There is no freedom, if I am insistent. I know it.
I don’t know if joy
or grief is in order here. Letting go seems like the most beneficial thing I
can do. But letting go means acknowledging the freedom of others, which
includes acknowledging the possibility that certain kinds of suffering will go
on. Freedom endures. Prejudice endures. Can I endure knowing that I have to
accept this? That particular combination is more than I imagine I can bear.

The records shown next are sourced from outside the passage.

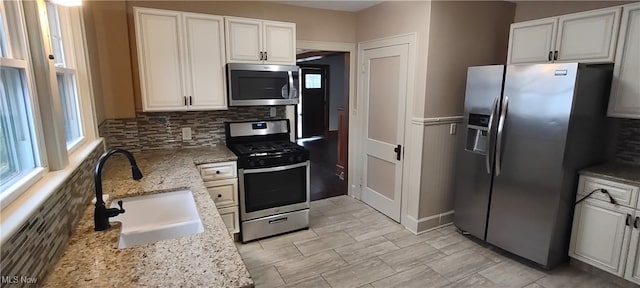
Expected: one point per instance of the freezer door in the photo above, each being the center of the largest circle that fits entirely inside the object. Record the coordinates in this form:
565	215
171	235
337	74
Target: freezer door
527	189
474	155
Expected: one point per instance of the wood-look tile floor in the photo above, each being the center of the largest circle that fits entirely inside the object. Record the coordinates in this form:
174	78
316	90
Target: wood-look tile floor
350	244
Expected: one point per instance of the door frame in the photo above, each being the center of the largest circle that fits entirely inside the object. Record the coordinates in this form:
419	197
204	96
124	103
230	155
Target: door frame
327	97
412	146
353	187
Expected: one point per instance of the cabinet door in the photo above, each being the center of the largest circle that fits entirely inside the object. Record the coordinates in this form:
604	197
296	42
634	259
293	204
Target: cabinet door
204	36
632	272
279	42
532	41
625	90
588	36
159	59
600	235
244	40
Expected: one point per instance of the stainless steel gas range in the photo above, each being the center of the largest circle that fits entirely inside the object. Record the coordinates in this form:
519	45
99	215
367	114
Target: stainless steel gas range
274	178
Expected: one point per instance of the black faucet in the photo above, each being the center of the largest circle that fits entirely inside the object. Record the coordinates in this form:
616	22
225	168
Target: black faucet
102	214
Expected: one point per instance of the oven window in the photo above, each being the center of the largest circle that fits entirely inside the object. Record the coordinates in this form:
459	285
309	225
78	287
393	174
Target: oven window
274	189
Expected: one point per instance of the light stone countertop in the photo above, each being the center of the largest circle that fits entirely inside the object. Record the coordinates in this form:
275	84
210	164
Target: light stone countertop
208	259
618	172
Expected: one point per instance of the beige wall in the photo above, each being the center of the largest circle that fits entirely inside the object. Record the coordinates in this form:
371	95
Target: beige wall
529	10
395	18
463	34
108	45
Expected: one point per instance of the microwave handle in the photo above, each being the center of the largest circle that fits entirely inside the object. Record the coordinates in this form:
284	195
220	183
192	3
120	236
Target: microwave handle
291	87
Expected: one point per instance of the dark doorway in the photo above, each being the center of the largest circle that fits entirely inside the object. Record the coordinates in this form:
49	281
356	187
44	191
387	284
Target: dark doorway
313	107
329	147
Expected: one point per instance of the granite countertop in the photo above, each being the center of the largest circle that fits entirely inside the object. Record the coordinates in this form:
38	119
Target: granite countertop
208	259
619	172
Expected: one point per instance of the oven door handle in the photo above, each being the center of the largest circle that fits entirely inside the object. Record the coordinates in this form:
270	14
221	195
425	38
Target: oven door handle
274	169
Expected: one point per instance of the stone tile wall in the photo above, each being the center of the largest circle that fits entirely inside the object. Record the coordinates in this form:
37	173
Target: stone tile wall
40	241
628	144
158	130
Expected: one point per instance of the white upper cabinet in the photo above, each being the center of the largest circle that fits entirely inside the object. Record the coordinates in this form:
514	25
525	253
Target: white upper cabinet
585	37
181	60
532	41
625	90
260	41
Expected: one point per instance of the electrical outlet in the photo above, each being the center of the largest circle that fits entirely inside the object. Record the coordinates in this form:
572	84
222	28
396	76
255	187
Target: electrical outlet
453	128
186	133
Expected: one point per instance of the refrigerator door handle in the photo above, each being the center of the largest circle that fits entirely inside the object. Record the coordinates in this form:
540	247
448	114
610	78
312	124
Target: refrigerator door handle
503	115
488	154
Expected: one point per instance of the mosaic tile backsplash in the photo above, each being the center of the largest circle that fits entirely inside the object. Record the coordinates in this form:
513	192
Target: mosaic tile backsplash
41	240
159	130
628	145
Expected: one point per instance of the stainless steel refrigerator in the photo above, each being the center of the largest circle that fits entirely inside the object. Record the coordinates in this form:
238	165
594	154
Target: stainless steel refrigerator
527	130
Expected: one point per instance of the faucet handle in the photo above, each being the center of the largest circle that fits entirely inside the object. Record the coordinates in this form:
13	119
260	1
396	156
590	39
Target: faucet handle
120	204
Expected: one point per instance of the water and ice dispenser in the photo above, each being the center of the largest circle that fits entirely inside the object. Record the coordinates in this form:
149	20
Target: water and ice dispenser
477	133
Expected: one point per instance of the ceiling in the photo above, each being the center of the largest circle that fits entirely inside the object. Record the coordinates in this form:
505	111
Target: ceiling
349	6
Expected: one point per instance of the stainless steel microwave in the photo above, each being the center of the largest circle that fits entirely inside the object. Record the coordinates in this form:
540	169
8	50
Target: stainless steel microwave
255	84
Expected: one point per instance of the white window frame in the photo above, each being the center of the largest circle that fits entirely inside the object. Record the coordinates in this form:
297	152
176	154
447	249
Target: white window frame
18	56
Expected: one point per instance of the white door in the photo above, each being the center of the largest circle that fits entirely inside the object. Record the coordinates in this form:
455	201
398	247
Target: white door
204	36
279	43
244	40
589	36
532	41
158	39
624	100
600	235
384	89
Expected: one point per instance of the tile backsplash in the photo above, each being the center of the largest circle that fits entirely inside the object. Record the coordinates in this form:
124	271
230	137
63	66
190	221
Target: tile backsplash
628	142
40	241
158	130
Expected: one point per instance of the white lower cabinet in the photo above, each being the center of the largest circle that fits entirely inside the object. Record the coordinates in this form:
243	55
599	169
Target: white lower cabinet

Being an elder, not in years, but in these difficult matters, isn’t easy.
I have this crazy
notion, probably its profoundly narcisstic, that being a physical wreck, like I
am, is of some use to my larger community. I’m crazy enough to think that this
connection (see above) might be it, but bodying it forth asks so much of me,
that it is melting down my passionate desire to be in service to others in the
way I want to be. I am confronted by something large, inscrutable, and totally
unbending. What is, is a product of our freedom, and it isn’t. Reality limps
like a good cripple disabled/enabled by our freedom, and our unfree choices.
The warning I want
to broadcast is only of use to some, most notably me. Prejudice evidently has
its uses. I want to reduce it, to limit the hurt and weight of negative
expectations, but that is really up to Mystery. All I can do is accept that my
efforts are of necessity limited, they may serve the part of me that must
discharge the feelings that come with awareness of harm, but change is above my
existential grade-level.
I am learning. It is
always the hard way. I am both grateful and chagrined about my clumsy learning
process. Still, I am more accepting. I’m slowly letting go of the reigns —my
illusion of control — and enjoying the wild ride of no hope.